KONAKLAMA VERGİSİ

Ar. Gör. Sıla Adak

 

I. GİRİŞ

Konaklama vergisi, 7194 sayılı Kanunun[i] 9. maddesi ile 6802 sayılı Gider Vergileri Kanununun 34. maddesine eklenmiş ve böylece 7194 sayılı Kanun ile ihdas edilen üç vergiden biri olmuştur. Verginin, aynı Kanunun 52. maddesi uyarınca 1 Nisan 2020 tarihinde yürürlüğe gireceği belirtilmişse de bu yürürlük tarihi ilk önce 7226 sayılı Kanun[ii]  ile 1 Ocak 2021 tarihine; daha sonra 7256 sayılı Kanun[iii] ile 1 Ocak 2022 tarihine; son olarak da 26 Ekim 2021 tarihli Resmi Gazete’de yayımlanan 7338 sayılı Kanun[iv] ile 1 Ocak 2023 tarihine ertelenmiştir. Bu uzun yürüyememe geçmişine rağmen Gelir İdaresi Başkanlığınca Konaklama Vergisi Uygulama Genel Tebliği Taslak Metni yayınlanmış; verginin konusuna, mükellefine, matrahına, oranına ve istisnalarına ilişkin açıklamalarda bulunulmuştur.[v]

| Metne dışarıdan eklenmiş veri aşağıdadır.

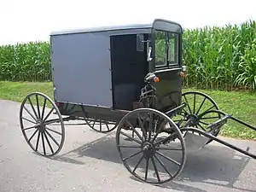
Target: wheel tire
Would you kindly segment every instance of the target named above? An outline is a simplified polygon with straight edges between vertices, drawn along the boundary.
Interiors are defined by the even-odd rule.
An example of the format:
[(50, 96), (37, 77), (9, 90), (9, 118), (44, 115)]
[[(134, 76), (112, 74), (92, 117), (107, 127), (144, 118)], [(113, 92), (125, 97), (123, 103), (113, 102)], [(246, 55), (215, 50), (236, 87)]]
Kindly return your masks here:
[[(36, 103), (36, 108), (32, 102), (33, 98), (35, 99), (34, 102)], [(27, 102), (28, 105), (26, 104)], [(42, 110), (40, 110), (39, 107), (40, 102), (43, 102)], [(44, 116), (44, 114), (46, 114), (45, 110), (47, 110), (47, 104), (51, 107), (51, 109), (48, 112), (47, 115)], [(29, 110), (29, 108), (31, 110)], [(54, 114), (54, 111), (55, 111), (56, 118), (48, 120), (49, 116)], [(26, 116), (26, 112), (27, 112), (26, 116), (32, 119), (29, 119), (28, 117)], [(33, 125), (25, 128), (25, 122), (30, 122)], [(60, 123), (60, 131), (58, 130), (57, 131), (49, 128), (53, 123)], [(63, 119), (57, 106), (44, 93), (33, 92), (25, 97), (20, 109), (20, 125), (26, 143), (37, 154), (50, 157), (57, 154), (61, 151), (65, 139)], [(29, 137), (28, 131), (32, 130), (33, 130), (33, 133)], [(37, 133), (37, 142), (33, 144), (32, 139)], [(57, 135), (59, 136), (58, 139)], [(57, 140), (59, 140), (59, 142)], [(52, 145), (53, 143), (55, 143), (55, 145)], [(42, 145), (42, 150), (39, 150), (39, 144)], [(48, 147), (48, 148), (46, 147)]]

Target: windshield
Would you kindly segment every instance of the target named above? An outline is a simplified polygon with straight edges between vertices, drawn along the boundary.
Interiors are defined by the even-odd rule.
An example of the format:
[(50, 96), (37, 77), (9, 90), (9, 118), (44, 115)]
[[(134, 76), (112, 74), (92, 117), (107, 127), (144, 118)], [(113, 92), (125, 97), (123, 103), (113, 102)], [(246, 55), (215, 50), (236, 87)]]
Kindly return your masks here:
[(177, 65), (178, 36), (176, 33), (155, 31), (155, 66), (167, 67)]

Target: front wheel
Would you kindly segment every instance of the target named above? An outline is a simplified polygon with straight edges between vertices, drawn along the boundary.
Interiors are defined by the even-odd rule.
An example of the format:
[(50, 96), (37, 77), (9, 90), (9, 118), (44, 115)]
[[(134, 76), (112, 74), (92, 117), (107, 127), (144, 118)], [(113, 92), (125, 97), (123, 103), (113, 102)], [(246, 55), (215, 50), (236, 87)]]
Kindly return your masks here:
[(155, 109), (128, 113), (119, 124), (116, 144), (124, 166), (146, 183), (169, 182), (185, 165), (186, 146), (181, 131), (168, 116)]

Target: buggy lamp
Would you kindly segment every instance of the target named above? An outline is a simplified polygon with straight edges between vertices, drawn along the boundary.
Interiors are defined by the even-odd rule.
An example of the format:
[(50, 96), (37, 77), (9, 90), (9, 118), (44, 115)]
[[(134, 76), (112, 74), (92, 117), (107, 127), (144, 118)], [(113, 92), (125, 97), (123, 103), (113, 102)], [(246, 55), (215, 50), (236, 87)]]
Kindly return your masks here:
[(183, 72), (180, 72), (179, 76), (183, 79), (185, 77), (185, 73)]
[(157, 76), (155, 76), (154, 78), (154, 82), (158, 83), (160, 81), (159, 78)]

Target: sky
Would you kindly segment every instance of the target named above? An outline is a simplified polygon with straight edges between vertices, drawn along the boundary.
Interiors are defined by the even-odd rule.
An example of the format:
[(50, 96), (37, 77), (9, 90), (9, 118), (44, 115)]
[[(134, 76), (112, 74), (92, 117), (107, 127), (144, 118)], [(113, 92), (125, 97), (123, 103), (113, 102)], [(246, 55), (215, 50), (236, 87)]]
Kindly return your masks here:
[(256, 20), (256, 0), (0, 0), (0, 44), (48, 41), (52, 31), (171, 20), (184, 28)]

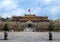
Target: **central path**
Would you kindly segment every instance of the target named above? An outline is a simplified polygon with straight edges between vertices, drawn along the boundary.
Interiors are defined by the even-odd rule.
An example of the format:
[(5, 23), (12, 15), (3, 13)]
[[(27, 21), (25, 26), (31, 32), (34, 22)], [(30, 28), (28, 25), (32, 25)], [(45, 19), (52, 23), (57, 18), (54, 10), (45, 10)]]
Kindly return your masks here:
[[(0, 39), (3, 39), (3, 32)], [(8, 39), (0, 42), (60, 42), (60, 33), (54, 32), (52, 41), (48, 40), (48, 32), (9, 32)]]

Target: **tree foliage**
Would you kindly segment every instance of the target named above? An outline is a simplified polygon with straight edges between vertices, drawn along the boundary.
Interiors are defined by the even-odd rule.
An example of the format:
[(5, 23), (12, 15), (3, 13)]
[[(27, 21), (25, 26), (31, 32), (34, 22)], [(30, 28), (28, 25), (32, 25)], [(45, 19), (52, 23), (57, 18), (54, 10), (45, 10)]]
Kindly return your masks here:
[(9, 28), (8, 28), (8, 25), (7, 24), (4, 25), (3, 31), (9, 31)]

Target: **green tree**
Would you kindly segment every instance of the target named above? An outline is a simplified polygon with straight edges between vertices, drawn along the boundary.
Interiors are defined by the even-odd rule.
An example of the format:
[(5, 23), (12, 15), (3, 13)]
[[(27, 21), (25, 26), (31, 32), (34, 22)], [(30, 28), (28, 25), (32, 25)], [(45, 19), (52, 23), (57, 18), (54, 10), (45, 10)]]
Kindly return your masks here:
[(53, 26), (53, 22), (50, 22), (48, 25), (48, 30), (49, 31), (53, 31), (54, 30), (54, 26)]
[(5, 24), (5, 26), (3, 27), (3, 31), (9, 31), (8, 25)]

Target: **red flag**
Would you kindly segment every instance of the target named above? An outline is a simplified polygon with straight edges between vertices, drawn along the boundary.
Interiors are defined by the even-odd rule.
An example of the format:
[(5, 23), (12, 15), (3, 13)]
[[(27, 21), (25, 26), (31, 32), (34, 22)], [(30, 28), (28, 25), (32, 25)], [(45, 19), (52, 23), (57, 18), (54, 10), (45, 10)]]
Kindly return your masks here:
[(30, 12), (30, 9), (28, 9), (28, 12)]

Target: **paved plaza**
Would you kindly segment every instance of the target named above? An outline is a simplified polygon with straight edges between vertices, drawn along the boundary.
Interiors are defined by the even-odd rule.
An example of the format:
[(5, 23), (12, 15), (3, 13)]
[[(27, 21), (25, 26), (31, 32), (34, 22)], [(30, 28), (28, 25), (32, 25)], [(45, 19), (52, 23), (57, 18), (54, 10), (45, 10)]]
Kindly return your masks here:
[(48, 40), (48, 32), (9, 32), (8, 40), (3, 40), (0, 32), (0, 42), (60, 42), (60, 32), (52, 32), (53, 40)]

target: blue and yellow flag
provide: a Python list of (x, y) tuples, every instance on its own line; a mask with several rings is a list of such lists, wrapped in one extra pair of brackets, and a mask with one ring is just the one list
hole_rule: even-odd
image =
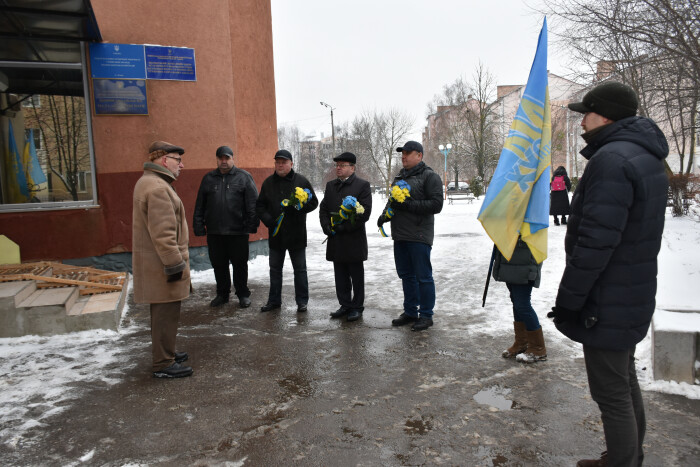
[(15, 133), (12, 129), (12, 122), (9, 122), (9, 157), (7, 161), (7, 193), (10, 203), (26, 203), (29, 201), (29, 186), (27, 186), (27, 178), (24, 174), (24, 166), (22, 159), (17, 149), (17, 141)]
[(32, 196), (39, 191), (39, 185), (46, 183), (46, 175), (41, 170), (39, 157), (36, 154), (36, 146), (34, 145), (34, 129), (29, 129), (29, 134), (24, 143), (24, 154), (22, 154), (22, 165), (24, 166), (24, 175), (27, 180), (27, 186)]
[(479, 221), (508, 260), (518, 236), (538, 263), (547, 258), (552, 120), (547, 79), (547, 18), (530, 77), (506, 137)]

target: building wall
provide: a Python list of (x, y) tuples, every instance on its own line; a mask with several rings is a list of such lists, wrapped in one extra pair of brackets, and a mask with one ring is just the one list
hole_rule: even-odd
[[(92, 115), (99, 206), (3, 213), (22, 260), (67, 259), (131, 249), (131, 198), (149, 144), (185, 148), (174, 187), (191, 224), (202, 176), (228, 145), (260, 187), (273, 171), (277, 121), (269, 0), (92, 0), (104, 42), (195, 49), (196, 82), (147, 81), (148, 116)], [(194, 237), (191, 245), (205, 244)], [(261, 226), (251, 241), (267, 237)], [(48, 241), (47, 241), (48, 240)]]

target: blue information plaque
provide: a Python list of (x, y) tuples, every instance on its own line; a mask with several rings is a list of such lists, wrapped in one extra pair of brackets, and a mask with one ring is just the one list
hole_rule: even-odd
[(197, 81), (194, 49), (147, 45), (146, 76), (148, 79)]
[(143, 45), (90, 44), (93, 78), (146, 79)]
[(95, 115), (148, 115), (146, 80), (93, 79)]

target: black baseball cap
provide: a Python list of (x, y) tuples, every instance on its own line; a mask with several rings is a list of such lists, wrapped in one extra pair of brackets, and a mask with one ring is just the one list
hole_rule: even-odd
[(406, 152), (418, 151), (422, 154), (423, 153), (423, 145), (417, 141), (406, 141), (406, 144), (404, 144), (400, 148), (396, 148), (396, 152), (404, 152), (404, 151), (406, 151)]
[(637, 115), (639, 98), (634, 89), (626, 84), (608, 81), (599, 84), (583, 96), (581, 102), (568, 106), (574, 112), (595, 112), (612, 121)]

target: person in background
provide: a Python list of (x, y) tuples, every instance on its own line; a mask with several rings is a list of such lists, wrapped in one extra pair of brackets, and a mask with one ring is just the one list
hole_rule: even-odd
[(233, 165), (230, 147), (221, 146), (216, 150), (216, 165), (199, 185), (194, 206), (194, 234), (207, 236), (209, 261), (216, 279), (216, 297), (210, 305), (217, 307), (228, 303), (230, 263), (238, 304), (248, 308), (248, 234), (257, 232), (260, 224), (255, 214), (258, 190), (253, 177)]
[[(319, 208), (321, 228), (328, 236), (326, 260), (333, 261), (335, 293), (340, 303), (340, 308), (331, 313), (331, 318), (345, 316), (348, 321), (356, 321), (364, 310), (364, 261), (367, 260), (365, 222), (372, 213), (372, 191), (367, 180), (355, 175), (355, 154), (344, 152), (333, 160), (337, 178), (326, 184)], [(340, 211), (346, 196), (354, 197), (364, 212), (355, 216), (354, 223), (346, 220), (332, 225), (332, 213)]]
[(569, 215), (571, 180), (569, 180), (564, 166), (560, 165), (554, 171), (550, 188), (549, 215), (554, 216), (554, 225), (559, 225), (558, 216), (561, 216), (561, 223), (566, 225), (566, 216)]
[(184, 153), (165, 141), (151, 144), (150, 162), (134, 187), (134, 302), (150, 304), (155, 378), (192, 375), (192, 368), (182, 365), (187, 353), (175, 351), (180, 307), (190, 295), (189, 230), (185, 206), (172, 186), (185, 167)]

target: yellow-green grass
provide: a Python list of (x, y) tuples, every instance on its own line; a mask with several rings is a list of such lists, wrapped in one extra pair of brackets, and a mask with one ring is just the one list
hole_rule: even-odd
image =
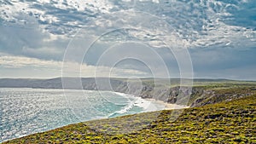
[(5, 143), (256, 143), (256, 95), (188, 108), (89, 121)]

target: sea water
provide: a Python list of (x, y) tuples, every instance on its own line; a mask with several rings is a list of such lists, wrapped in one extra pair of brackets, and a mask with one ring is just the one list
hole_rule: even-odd
[(0, 142), (70, 124), (165, 108), (122, 93), (75, 89), (0, 88)]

II. VERGİ POLİTİKASI AÇISINDAN

Konaklama vergisi hem ülkemiz hem de dünya için çok yeni bir vergi değildir. Ülkemizde 2006 yılında konaklama vergisinin bir yerel bütçe geliri olarak ihdas edilmesi tartışılmış, 2008 yılında İl Özel İdaresi ve Belediye Gelirleri Kanun Tasarısı’nın Dördüncü Bölümü’ne işlenmiş ancak düzelenme yasalaşamamıştır. Tasarının gerekçesinde turistik yörelerde bulunan belediyelerin turizm faaliyetinin negatif etkilerinin yükünü çektiği ancak turizmden elde edilen gelirden pay alamadıkları, bu durumun altyapı ihtiyaçlarının gerektirdiği harcamalar ile elde edilen gelir arasında önemli dengesizlikleri doğurduğu, bu dengesizliği ortadan kaldırmak ve turizm hizmetlerinin finansmanına yardımcı olmak amacıyla konaklama vergisi ihdas edildiği belirtilmiştir.[vi]

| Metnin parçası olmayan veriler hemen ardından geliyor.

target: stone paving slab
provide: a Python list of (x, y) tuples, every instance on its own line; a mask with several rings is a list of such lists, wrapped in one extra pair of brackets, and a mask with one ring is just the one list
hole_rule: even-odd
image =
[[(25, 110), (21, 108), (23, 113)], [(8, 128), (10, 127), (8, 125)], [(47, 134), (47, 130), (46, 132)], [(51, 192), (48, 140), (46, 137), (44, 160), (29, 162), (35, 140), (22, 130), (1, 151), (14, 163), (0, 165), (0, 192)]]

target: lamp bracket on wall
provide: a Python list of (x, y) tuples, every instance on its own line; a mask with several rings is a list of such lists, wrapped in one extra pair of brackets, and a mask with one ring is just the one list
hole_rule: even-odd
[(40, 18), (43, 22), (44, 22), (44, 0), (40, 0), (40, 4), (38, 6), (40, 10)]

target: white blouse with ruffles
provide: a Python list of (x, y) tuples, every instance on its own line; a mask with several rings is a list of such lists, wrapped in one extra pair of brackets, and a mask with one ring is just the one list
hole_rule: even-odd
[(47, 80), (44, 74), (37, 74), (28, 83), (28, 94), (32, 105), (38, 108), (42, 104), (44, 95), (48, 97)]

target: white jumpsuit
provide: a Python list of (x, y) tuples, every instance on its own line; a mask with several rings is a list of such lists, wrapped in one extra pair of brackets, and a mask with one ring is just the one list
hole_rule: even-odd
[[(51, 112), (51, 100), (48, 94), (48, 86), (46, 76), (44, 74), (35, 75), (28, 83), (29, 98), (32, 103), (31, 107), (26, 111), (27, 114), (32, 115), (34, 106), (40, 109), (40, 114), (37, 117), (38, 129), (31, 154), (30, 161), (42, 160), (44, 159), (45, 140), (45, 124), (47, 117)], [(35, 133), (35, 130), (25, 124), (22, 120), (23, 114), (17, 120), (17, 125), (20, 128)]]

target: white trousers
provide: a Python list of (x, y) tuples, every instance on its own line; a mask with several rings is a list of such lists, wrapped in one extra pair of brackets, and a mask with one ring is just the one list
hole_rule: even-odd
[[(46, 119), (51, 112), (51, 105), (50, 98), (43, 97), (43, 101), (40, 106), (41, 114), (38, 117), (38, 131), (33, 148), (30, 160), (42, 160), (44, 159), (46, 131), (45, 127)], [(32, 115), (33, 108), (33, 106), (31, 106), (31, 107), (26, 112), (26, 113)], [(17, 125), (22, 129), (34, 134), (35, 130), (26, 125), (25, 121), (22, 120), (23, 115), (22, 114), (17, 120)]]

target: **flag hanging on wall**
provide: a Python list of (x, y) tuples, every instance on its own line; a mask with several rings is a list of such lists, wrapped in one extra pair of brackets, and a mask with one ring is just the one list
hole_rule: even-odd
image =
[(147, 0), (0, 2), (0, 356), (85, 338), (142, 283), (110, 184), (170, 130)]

Avrupa Birliği’nde de birçok ülke tarafından bu türde vergilerin çeşitli isimlendirmelerle salınmış olduğu görülmektedir. Almanya’da kültür vergisi (Kulturförderabgabe) veya yatak vergisi (Bettensteuer), İsviçre’de ve Fransa’da turizm vergisi (Taxe de Sejour),[vii] İtalya’da bulunma vergisi (Tassa/Imposta di Soggiorno), İspanya’da turist vergisi (Tasa Turistica) ve daha birçokları buna örnek olarak gösterilebilir. Verginin bu ülkelerde uygulanış şekli de oldukça değişkendir; bazı ülkeler maktu bazıları ise verilen hizmet bedeline oransal olarak vergi yüklemektedir. Ancak genellikle konaklanan yerin kaç yıldızlı olduğuna, konumuna, odanın fiyatına bağlı olarak değişkenlik gösteren bir vergilendirme yönteminin benimsendiği görülmektedir.[viii]

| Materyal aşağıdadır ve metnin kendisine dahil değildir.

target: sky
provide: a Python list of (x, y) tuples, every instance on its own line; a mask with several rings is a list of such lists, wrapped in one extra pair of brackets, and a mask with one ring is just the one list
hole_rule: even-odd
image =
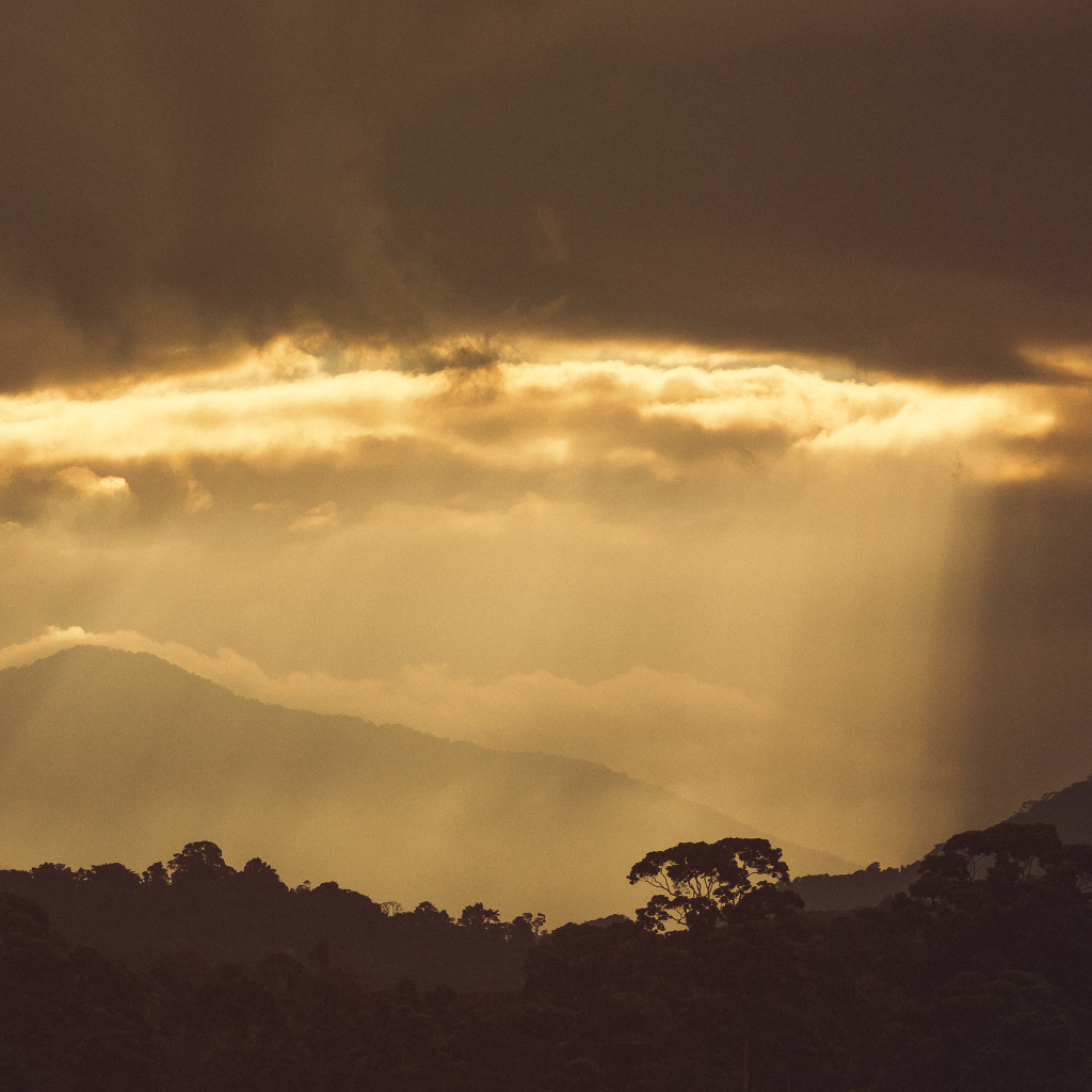
[(0, 665), (153, 651), (863, 864), (1092, 772), (1087, 4), (4, 24)]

Vergi politikası açısından, 2008’deki Kanun Tasarısı gerekçesine paralel olarak bu türden vergilerin çoğunlukla, yerel yönetimlerin turizm finansmanlığını sağlama amacıyla çıkarıldığı belirtilmelidir. Böylece turizm faaliyetlerinin yoğunlaştığı bölgelerde ortaya çıkan nüfus artışı ve altyapı sorunlarının, turizm vergilerinden elde edilen bütçe geliri ile karşılanması ve yöredeki turizmin gelişmesine ve iyileşmesine katkı sağlanması mümkün olabilmektedir. Dğer bir bakış açısıyla, bir Pigouvian vergileme yöntemi olarak turizmin olumsuz dışsallıklarının (nüfus artışı vs.) azaltılması ve caydırıcılık unsurunun yaratılması da bu türden vergilerle sağlanabilmektedir. Görüldüğü üzere, verginin salınmasındaki amaçlar, yerel yönetim politikaları ile oldukça sıkı sıkıya bağlıdır. Buna uygun olarak da Avrupa Birliği’nde Malta ve Yunanistan harici diğer tüm ülkelerde turizm vergilerinin yerel yönetimler tarafından toplandığı görülmektedir.[ix] Ancak ülkemizde uygulanacak olan konaklama vergisi, bir yerel yönetim değil merkez yönetim bütçesi kalemi olarak düşünülmüştür. Kanunun düzenlemesinde veya gerekçesinde de yerel yönetimlerle paylaşma veya turistik kaynakların korunması ve geliştirilmesine tahsis etme gibi amaçlar açıkça belirtilmemiştir.[x] Bu durum vergi politikası açısından sorunludur. Zira turizmi koruma ve geliştirme amacına, merkez yönetime gelir aktarımı sağlanarak erişilmesi amaca ulaşmaya elverişli bir yol olarak görülmemektedir. Bu nedenle literatürde konaklama vergisinin ölçülü olmadığı belirtilerek eleştirilmiştir.[xi]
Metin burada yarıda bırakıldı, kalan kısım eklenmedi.